No worries. Getting family & friends prepared for this storm is much more important. Prayers for everyone's safety


----------



## Propony (Nov 26, 2009)

Scott Taylor said:


> No worries. Getting family & friends prepared for this storm is much more important. Prayers for everyone's safety


Thank you.

UPS said $85.00 standard freight.


----------



## Propony (Nov 26, 2009)

Scott Taylor said:


> No worries. Getting family & friends prepared for this storm is much more important. Prayers for everyone's safety


$85 shipped via UPS Ground....let me know. Thanks


----------



## Scott Taylor (Sep 5, 2018)

Propony said:


> $85 shipped via UPS Ground....let me know. Thanks


WOW! I was thinking $50.00 range. I know it's heavy & all but geese lol. I appreciate all your time but shipping is too much.


----------



## Propony (Nov 26, 2009)

Scott Taylor said:


> WOW! I was thinking $50.00 range. I know it's heavy & all but geese lol. I appreciate all your time but shipping is too much.
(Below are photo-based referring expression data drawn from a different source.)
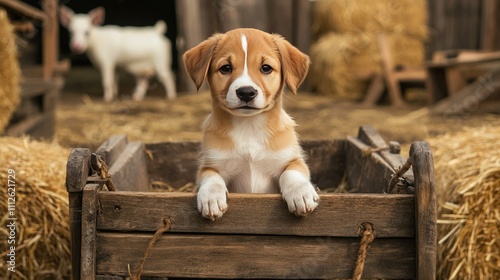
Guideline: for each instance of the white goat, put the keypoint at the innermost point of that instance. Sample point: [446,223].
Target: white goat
[142,51]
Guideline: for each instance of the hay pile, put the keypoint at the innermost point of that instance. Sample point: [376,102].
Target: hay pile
[153,120]
[42,232]
[9,71]
[346,41]
[468,178]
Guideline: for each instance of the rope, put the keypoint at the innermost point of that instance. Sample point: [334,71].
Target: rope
[367,238]
[166,227]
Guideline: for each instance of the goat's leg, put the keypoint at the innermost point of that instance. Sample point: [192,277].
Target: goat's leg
[165,75]
[108,82]
[116,80]
[142,83]
[168,81]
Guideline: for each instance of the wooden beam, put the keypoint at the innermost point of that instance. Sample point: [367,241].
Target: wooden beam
[256,257]
[391,215]
[24,9]
[425,209]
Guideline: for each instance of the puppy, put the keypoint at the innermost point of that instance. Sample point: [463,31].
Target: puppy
[249,142]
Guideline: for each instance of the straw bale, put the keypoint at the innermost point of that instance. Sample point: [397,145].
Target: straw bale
[9,71]
[155,120]
[41,208]
[405,17]
[468,178]
[337,58]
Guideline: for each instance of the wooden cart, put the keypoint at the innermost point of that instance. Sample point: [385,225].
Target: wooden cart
[257,237]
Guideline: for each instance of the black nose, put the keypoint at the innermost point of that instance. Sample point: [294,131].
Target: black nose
[246,94]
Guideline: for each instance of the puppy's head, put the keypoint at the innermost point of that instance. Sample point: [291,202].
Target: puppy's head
[246,69]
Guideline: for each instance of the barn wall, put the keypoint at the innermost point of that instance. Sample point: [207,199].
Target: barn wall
[453,24]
If I eat $35 of shipping, r u interested?


----------



## Scott Taylor (Sep 5, 2018)

Do you have all the bolts, nuts & washers?


----------



## Propony (Nov 26, 2009)

Scott Taylor said:


> Do you have all the bolts, nuts & washers?


Yes


----------



## Scott Taylor (Sep 5, 2018)

Ok then. I'd like to make an offer that would be beneficial to the both of us. $300.00 for the mount and all nuts/bolts/washers,etc. I will give you my UPS account number, so the shipping will cost you nothing. All I ask is that you package everything up very well and then take it to a UPS store. Let me know your thoughts.
Thanks
Scott


----------



## Propony (Nov 26, 2009)

Scott Taylor said:


> Ok then. I'd like to make an offer that would be beneficial to the both of us. $300.00 for the mount and all nuts/bolts/washers,etc. I will give you my UPS account number, so the shipping will cost you nothing. All I ask is that you package everything up very well and then take it to a UPS store. Let me know your thoughts.
> Thanks
> Scott


Hey Scott

I'll do that deal.....you can PayPal me the $300.00 and also give me your UPS Acct Number, I will ship once the money is received and supply you with the tracking number


----------



## Scott Taylor (Sep 5, 2018)

Propony said:


> Hey Scott
> 
> I'll do that deal.....you can PayPal me the $300.00 and also give me your UPS Acct Number, I will ship once the money is received and supply you with the tracking number


Ok great! I need your email address so I can send you the money via PayPal or you can send me a invoice . My PayPal email is 
[email protected]


----------



## Scott Taylor (Sep 5, 2018)

Let me know this evening or tomorrow. I’d like to have these in hand on Thursday of this week which means it would need to be shipped on Tuesday.


----------



## Propony (Nov 26, 2009)

Email sent


----------